In one regard our menu choice would be for the rain - as at the start of the year, as we have said, it was drought conditions and in our own garden the soil's consistency was bone dry, with the big pond and our well's water levels very low. But now, April 2nd as I write this, the pond has filled to the bottom of the overflow pipe and the well's water level is approaching what we expect and hope for the time of year. We had been very concerned, in case we have a Summer as dry as last year. So, the pond is now full of vociferous frogs, carp lazily exploring the surface and edges, and water-lilies just starting to make an appearance, floating to the surface like skinny green jelly-fish.
Gradually the stone walls are filling with the aubrieta; and the daffodils and narcissi are dotting and lining the beds, with bunches of primroses and splashes of hyacinth where we have randomly planted bulbs from indoors some previous year:
We have made a final check of the damage wrought by last year's drought and this year's occasionally savage frosts.
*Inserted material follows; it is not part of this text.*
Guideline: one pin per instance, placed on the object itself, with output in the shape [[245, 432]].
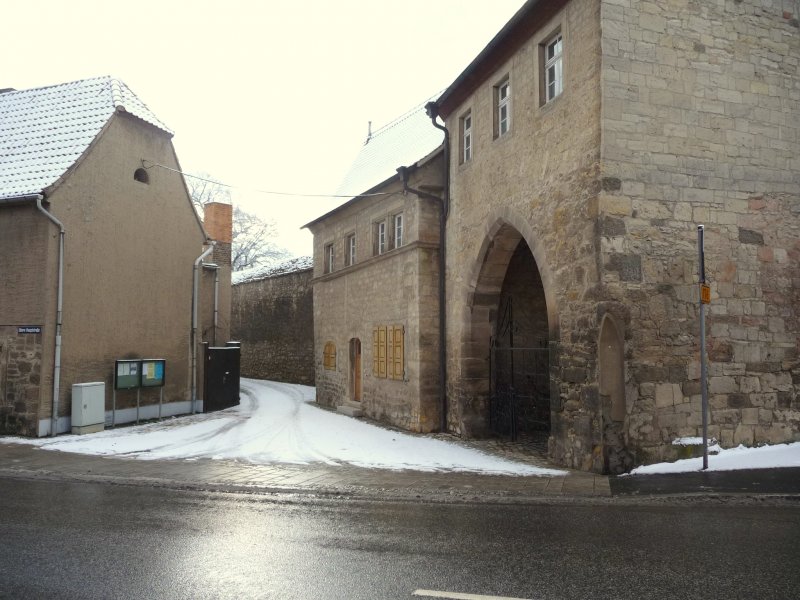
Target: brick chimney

Surprisingly it has not been too bad ... we had expected worse, although predictably some conifers and the more exotic small trees have been dealt what are probably fatal blows:
Now that there is moisture in the soil and the ambient temperature is rising, it is the time for some planting. But we are being cautious - as ever, our 500 metre height can make early planting risky: so, we're holding off any vegetable planting until later in the month and in May; but we have planted some more trees - like this magnolia that flanks yet another bench that we've made from our stock of old chestnut planks.
Butterflies have not been so fortunate, getting battered by the wind and caught out by sudden cold spells:
This year it looks like we will be welcoming some guests to the Chambres D'Hotes/Gites, but also a lot of family visitors, across three generations - children grandchildren and great-grandchildren, which is a lovely prospect.
We're well aware that these Blog Posts increasingly focus on our garden, the wildlife that we observe and the immediate community here - we hope that you enjoy it as much as we do.